In Code Reviews — Prioritize Revisions over Proofreading

There are two distinct forms of feedback in code reviews: revising and proofreading.

I’ve seen over-emphasis on proofreading when I was at Google, on every team I contributed to. It is also clear in many other engineering cultures.

I’ve found the most descriptive names of these two concepts comes from journalism: revising and proofreading. There aren’t really good terms in software engineering culture. Structure vs style might be one way, but I don’t think it quite captures the important pieces. I contend that revising is much more important, and that many engineering cultures place too much value on proofreading.

Revising feedback comes in aggregate and does not refer to a single line, and usually not even a method. Asking for revision is a call to change approach and overall structure. It could include “abstract this tuple to its own class”, “simplify this api to fewer methods”, or “take out this indirection, no need for an extra layer of abstraction here”. Revising will usually require the author to think about the problem while not typing at a keyboard.
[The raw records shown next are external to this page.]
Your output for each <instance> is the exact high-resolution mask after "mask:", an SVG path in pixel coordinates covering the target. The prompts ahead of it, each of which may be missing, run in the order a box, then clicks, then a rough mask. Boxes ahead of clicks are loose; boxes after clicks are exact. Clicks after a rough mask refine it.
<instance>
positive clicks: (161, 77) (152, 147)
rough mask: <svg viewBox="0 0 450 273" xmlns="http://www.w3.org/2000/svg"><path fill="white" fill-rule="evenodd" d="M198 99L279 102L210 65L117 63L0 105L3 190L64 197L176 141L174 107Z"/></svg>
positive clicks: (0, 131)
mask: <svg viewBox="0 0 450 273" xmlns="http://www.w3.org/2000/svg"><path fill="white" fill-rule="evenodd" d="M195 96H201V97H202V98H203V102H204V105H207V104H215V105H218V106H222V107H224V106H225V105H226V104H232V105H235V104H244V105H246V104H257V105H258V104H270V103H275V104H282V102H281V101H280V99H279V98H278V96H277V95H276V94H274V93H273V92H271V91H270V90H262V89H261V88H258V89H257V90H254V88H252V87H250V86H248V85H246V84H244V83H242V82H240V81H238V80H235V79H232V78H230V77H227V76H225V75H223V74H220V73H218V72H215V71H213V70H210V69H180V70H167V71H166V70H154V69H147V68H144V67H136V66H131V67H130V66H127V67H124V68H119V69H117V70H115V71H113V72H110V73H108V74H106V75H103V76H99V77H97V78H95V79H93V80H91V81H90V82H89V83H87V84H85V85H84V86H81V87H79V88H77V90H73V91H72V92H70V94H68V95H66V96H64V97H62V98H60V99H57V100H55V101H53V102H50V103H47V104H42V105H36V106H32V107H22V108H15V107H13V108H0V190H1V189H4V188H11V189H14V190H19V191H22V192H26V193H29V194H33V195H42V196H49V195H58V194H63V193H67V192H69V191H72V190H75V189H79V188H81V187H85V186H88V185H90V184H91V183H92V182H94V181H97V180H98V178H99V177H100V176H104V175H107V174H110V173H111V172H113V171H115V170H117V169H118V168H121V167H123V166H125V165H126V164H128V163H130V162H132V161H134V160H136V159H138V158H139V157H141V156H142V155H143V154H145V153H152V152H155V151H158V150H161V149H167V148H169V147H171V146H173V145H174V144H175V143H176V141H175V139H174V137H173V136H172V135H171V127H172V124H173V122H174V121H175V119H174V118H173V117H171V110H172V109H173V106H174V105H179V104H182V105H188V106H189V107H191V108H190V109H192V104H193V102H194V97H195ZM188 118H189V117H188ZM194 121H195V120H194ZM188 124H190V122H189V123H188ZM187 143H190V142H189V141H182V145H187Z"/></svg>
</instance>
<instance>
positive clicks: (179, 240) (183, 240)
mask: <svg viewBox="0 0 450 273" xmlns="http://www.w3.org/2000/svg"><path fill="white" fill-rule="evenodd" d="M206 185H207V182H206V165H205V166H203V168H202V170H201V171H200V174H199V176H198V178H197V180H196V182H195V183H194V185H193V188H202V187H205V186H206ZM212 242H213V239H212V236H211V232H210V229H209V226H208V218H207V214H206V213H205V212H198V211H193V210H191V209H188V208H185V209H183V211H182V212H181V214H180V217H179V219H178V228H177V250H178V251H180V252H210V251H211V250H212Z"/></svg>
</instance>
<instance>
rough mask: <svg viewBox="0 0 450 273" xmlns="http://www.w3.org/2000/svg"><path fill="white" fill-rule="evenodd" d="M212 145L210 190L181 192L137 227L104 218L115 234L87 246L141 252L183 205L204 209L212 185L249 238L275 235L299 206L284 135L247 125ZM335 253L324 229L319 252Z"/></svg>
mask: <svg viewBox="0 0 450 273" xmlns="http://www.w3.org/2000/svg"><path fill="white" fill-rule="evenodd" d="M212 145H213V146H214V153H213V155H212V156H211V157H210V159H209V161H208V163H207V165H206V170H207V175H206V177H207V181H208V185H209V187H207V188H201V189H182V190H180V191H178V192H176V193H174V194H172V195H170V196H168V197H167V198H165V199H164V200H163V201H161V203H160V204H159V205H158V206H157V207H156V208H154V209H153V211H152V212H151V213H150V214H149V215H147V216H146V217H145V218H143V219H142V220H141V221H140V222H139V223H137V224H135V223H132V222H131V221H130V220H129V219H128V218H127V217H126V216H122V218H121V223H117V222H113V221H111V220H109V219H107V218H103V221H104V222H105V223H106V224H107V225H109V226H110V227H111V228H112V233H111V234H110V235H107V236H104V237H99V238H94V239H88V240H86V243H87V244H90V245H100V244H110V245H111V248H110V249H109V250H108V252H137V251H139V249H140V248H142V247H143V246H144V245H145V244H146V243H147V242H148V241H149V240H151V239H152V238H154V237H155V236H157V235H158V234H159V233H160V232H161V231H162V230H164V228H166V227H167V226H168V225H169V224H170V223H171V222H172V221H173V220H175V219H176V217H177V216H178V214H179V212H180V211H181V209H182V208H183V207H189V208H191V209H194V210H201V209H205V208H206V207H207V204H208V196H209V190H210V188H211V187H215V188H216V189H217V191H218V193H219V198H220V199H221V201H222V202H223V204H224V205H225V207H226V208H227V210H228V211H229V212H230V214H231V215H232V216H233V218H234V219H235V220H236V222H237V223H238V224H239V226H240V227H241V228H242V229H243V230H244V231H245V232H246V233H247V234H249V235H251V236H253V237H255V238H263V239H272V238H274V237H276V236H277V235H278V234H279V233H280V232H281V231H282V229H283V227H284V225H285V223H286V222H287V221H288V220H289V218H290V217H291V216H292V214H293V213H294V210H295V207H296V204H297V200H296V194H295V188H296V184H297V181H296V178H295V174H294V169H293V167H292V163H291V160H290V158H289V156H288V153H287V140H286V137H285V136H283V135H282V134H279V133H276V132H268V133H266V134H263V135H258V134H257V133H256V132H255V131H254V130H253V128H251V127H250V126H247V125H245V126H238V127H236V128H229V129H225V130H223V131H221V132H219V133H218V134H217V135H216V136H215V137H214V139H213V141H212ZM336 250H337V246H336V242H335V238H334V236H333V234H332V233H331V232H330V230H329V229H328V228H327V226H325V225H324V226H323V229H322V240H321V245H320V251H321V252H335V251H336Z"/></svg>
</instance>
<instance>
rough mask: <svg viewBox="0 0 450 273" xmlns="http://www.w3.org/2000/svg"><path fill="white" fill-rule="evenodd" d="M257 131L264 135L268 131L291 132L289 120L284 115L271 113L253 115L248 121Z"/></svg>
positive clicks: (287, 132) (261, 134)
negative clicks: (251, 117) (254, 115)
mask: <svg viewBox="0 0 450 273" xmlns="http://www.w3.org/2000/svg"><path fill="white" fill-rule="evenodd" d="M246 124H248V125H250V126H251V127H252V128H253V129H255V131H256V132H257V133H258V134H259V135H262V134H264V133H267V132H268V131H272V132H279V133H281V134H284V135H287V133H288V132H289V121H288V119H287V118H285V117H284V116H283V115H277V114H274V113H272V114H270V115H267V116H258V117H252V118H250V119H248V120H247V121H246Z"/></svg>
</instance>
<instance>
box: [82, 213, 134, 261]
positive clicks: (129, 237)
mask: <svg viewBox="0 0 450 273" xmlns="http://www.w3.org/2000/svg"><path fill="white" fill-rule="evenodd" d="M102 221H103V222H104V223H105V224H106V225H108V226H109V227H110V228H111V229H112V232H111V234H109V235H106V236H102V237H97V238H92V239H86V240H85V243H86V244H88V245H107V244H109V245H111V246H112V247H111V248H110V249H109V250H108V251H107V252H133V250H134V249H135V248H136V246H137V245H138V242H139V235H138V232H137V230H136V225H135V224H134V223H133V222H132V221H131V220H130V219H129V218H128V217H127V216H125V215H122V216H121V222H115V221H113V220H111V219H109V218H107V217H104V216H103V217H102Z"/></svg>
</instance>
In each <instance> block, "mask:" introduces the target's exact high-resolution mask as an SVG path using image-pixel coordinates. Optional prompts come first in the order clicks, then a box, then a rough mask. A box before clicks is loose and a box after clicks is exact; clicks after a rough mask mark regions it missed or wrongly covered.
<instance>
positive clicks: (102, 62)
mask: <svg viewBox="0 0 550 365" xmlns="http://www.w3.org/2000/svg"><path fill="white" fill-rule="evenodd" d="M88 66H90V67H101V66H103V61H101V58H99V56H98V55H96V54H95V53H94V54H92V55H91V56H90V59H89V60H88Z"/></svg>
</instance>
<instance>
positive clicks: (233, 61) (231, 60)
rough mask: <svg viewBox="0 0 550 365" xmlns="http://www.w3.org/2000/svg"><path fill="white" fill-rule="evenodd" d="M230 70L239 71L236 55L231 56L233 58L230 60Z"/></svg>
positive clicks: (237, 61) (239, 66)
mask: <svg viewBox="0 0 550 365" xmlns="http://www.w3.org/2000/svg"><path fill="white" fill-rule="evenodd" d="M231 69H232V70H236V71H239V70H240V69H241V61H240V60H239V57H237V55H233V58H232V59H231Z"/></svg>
Proofreading feedback on the other hand, usually refers to a single line or a few lines. It includes making variable names more descriptive, breaking out helper functions, or changing from do-while to for. Fixing these changes gets tedious, and is very localized. Following style guides is a large source of proofreading feedback, as style guides are often strict about line length and the case style of variables and methods.

Take for example, this commit:

https://github.com/skier31415/dataproblems/commit/4b844a45ecf2f55cd2d41ae00c8c41c5471b637c

Revising feedback could include:

  • Pull past_users out to a persistent storage, like cloud SQL.
  • Add failure pathway for api calls.

Proofreading feedback might be:

  • Remove past_users from users before iterating in line 44.
  • Use proper spaces between comma separated variables in line 24.
  • tokens, atoken, and atokens (line 24) can be confusing. Pick more descriptive names.

This example is small, so it’s tough to show meaningful revising feedback.

Revising your code is important for many reasons. The type of mistakes that happen at a high level are more permanent and costly than those localized to a singular method. If your database schema misses the mark, or the API is sloppy, the work to fix it is huge. It might only be addressed weeks or months after the offending code goes in. By that point, many more modules have been built on top of the incorrect abstractions. Major refactoring is necessary to re-do the original code. Many times, the mistakes are lived with, and the user gets a sub-optimal experience. The work to fix every layer of the stack becomes too costly.

Mistakes in variable naming or other proofreading issues are generally localized to a single file. This means they are easily fixed later, but more importantly, they don’t affect the system as a whole. If the mistake matters, it is easily fixed. If it doesn’t matter, it stays forever, and no one cares. Junior engineers can think through a method that has single letter variables. They can reason about two for loops that could have been integrated into one. These problems are within so few lines of code, it takes a few seconds to determine what’s happening.

Conversely, proofread code in the wrong abstraction gets thrown out upon refactoring. The proofreading effort is lost, because the code is now deleted. Had it been revised instead, it would only been written once, and sloppiness that needs fixing can be fixed on leisure time. Since engineers almost always prefer writing new code over editing old (even in a culture of such proofreading), it’s important we stand on a firm foundation of well thought out abstractions.

At Google, I observed the most senior engineers, and their thinking was focused on understanding the large overly complex systems — finding ways to abstract them more correctly for cleaner thinking for the junior engineers. Simplifications of large abstractions were fodder for promotions. This underscores the relative company priority. However, the need for these large refactors could have been short circuited by good revision of code in the first place.

You can see the effects of the feedback on the maintainability of the code in our example. If we only fixed the revisions, we’d have a more functional and robust codebase. Fixing the proofreading changes, though, we would have slightly more readable code, saving us 10 seconds when reviewing the code in the future.

Subtle mistakes can crop up from sloppy naming and bad code hygiene, so proofing is not without merit. The two are also not mutually exclusive. But I think revising is more important to focus on.

My argument here is similar to advocating “do the right thing” over “do the thing right”. It seems to me engineers over prioritize the details by orders of magnitude while missing the mark on creating something useful.

Do the right thing when reviewing code. Leave revision feedback and ignore the nitpicks. We’ll all have more useful products as a result. And if you didn’t see that “essential” is misspelled in my header image, I’ve proved my point.